Close-in anti-aircraft defense would have been provided by 40 mm and 20 mm guns. Arguably the best light anti-aircraft gun of the Second World War, the 40 mm Bofors was used for air defense both on land and at sea by many of the countries involved, including the Americans, British, Dutch, Japanese, and Swedish. Produced in the early 1930s, it first entered service with the Royal Netherlands Navy when the cruisers Java and Sumatra were refitted in 1934–35.

=== Differences from the Scharnhorst class ===
Despite their superficially similar appearance, there were many differences between the Scharnhorst class and the final incarnation of the Dutch design. The 1047 was inferior in its armor protection, but in other respects was far superior: the main guns could be elevated ° higher, the anti-torpedo system was thicker, the deck protection better accommodated the ship boilers, the quadruple-screw design increased redundancy, and the design did not make use of the problematic German high-pressure power plant. In addition, the 1047s' secondary armament of twelve 120 mm dual purpose guns was far superior to the Scharnhorst class, which was divided between 150 mm anti-surface guns and 105 mm anti-aircraft guns. The 1047s' guns would have been more effective because they saved needed space and weight on the ships while simplifying logistics by requiring just one size of secondary ammunition.

==Fate==

Twice in its history did the Netherlands navy plan the construction of capital ships. In both cases this occurred immediately prior to the outbreak of world wars.

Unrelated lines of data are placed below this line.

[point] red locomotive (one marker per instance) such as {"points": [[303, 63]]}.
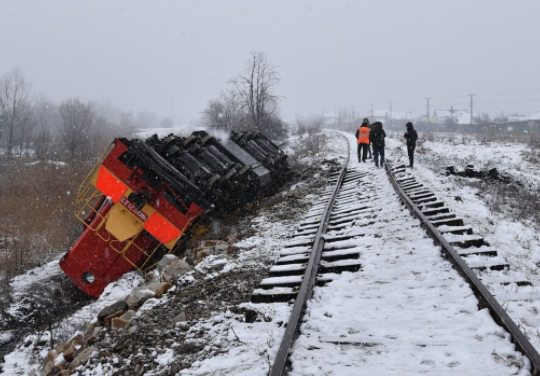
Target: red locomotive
{"points": [[143, 199]]}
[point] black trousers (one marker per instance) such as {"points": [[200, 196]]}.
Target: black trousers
{"points": [[410, 151], [362, 152]]}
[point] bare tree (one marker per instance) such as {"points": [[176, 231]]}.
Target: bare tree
{"points": [[45, 114], [483, 119], [255, 88], [226, 112], [15, 108], [76, 121]]}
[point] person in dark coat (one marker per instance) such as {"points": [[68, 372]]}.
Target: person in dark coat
{"points": [[362, 139], [411, 136], [376, 139]]}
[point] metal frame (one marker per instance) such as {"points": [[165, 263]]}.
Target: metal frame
{"points": [[485, 298], [279, 367]]}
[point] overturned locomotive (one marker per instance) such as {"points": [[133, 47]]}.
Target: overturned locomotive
{"points": [[144, 199]]}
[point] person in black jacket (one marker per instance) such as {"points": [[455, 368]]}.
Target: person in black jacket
{"points": [[376, 139], [411, 136]]}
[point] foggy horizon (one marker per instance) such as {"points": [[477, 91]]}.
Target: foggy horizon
{"points": [[173, 57]]}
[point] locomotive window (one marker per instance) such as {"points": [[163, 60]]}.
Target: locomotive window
{"points": [[88, 277]]}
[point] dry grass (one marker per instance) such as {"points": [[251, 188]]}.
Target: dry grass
{"points": [[36, 204]]}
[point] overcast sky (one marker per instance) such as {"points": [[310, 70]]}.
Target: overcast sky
{"points": [[147, 55]]}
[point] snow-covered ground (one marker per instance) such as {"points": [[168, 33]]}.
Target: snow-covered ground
{"points": [[271, 230], [516, 239], [406, 312]]}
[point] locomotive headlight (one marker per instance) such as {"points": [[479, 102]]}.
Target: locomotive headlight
{"points": [[88, 277]]}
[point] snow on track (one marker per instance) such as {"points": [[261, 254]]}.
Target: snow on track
{"points": [[406, 312]]}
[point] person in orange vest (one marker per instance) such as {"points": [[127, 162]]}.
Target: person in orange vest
{"points": [[362, 139]]}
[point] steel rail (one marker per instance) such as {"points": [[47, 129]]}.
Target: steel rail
{"points": [[280, 366], [485, 298]]}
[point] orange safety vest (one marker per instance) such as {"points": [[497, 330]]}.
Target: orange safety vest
{"points": [[363, 135]]}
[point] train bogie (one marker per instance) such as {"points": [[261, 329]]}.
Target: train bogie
{"points": [[142, 199]]}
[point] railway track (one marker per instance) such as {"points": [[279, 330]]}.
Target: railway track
{"points": [[408, 308]]}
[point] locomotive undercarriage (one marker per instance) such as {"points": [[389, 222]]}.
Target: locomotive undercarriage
{"points": [[147, 198]]}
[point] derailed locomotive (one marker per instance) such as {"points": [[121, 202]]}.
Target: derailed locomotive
{"points": [[144, 199]]}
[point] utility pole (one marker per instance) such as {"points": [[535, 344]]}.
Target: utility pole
{"points": [[427, 113], [390, 102], [472, 104]]}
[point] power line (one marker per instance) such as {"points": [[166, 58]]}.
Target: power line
{"points": [[427, 112], [472, 104]]}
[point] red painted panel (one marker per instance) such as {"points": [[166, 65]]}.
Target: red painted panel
{"points": [[109, 185], [161, 229]]}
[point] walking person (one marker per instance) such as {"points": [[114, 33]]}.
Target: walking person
{"points": [[369, 146], [411, 136], [376, 139], [362, 139]]}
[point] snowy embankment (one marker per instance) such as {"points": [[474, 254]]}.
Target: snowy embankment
{"points": [[179, 332], [517, 240], [407, 312]]}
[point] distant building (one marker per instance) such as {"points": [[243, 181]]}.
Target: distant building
{"points": [[385, 116], [457, 116], [330, 119]]}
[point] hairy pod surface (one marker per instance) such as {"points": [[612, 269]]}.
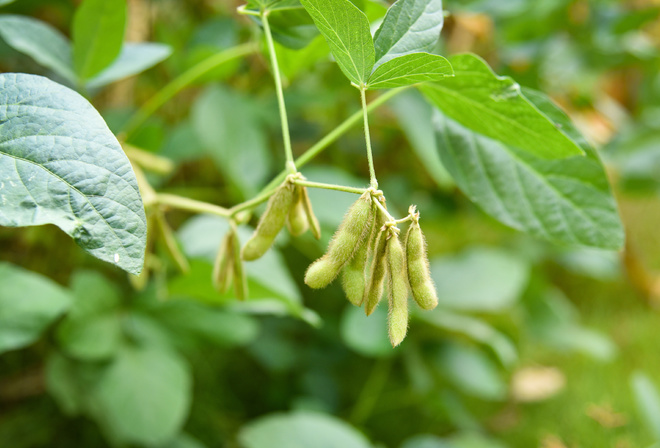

With the outbreak of the Second World War, almost all design work was halted, although work on turrets and gunnery arrangements by Germaniawerft's designers continued until the German invasion of the Netherlands in May. The first 1047-class ship was scheduled to be completed in 1944, so would in any case have been too late to stop the Japanese advance into the Dutch East Indies. Due to the war, final plans for the ships were never completed, and the ships were never constructed.